Complete Guide To SARIMAX in Python

Time series data consists of observations collected over time at equally spaced intervals. SARIMAX is a statistical model designed to capture and forecast the underlying patterns, trends, and seasonality in such data. In this article, we’ll explore the SARIMAX model, understand its mathematical underpinnings, and explore its practical applications.

What is Sarimax?

The Seasonal Autoregressive Integrated Moving Average with Exogenous Regressors (SARIMAX) model is a powerful time series forecasting technique that extends the traditional ARIMA model to account for seasonality and external factors. It’s a versatile model that can accommodate both autoregressive (AR) and moving average (MA) components, integrate differencing to make the data stationary, and incorporate external variables or regressors. SARIMAX is particularly valuable when dealing with time-dependent data that exhibits recurring patterns over specific time intervals.

Components of SARIMAX

  • Seasonal Component (S): Captures the periodic patterns in the data, such as weekly, monthly, or yearly cycles.
  • Autoregressive Component (AR): Represents the relationship between the current value and previous values in the time series.
  • Integrated Component (I): Involves differencing to make the time series stationary by removing trends and seasonality.
  • Moving Average Component (MA): Accounts for the dependency of the current value on past error terms, used to calculate trend.
  • Exogenous Regressors (X): Allows the inclusion of external variables that may affect the time series.

What is seasonality?

Seasonality in time series data refers to recurring and predictable patterns that occur at regular intervals over time. These patterns can manifest in various forms, such as daily, weekly, monthly, or yearly cycles, and are often influenced by external factors like weather, holidays, or economic seasons. The presence of seasonality implies that there are systematic variations in the data that repeat within specific time frames.
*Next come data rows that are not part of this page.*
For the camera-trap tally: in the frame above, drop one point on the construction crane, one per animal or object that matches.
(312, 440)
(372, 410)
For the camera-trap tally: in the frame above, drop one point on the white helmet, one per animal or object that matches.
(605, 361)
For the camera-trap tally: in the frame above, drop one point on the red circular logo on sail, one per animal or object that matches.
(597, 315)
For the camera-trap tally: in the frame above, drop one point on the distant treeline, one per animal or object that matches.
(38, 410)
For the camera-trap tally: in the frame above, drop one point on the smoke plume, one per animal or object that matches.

For example, retail sales may exhibit seasonality with higher activity during holiday seasons, or energy consumption might show seasonality with increased demand during winter or summer months. Seasonal patterns can significantly impact the overall trend of a time series and need to be identified and accounted for in forecasting models.

Understanding seasonality is crucial for accurate predictions because it helps capture the cyclic nature of the data. Analysts use various statistical techniques to detect and model seasonality, allowing them to make more informed decisions and forecasts. Seasonal decomposition, Fourier analysis, and autocorrelation functions are common tools employed to analyze and address seasonality in time series data. By acknowledging and incorporating these repetitive patterns, forecasting models like SARIMAX can better capture the inherent structure of the data and provide more reliable predictions.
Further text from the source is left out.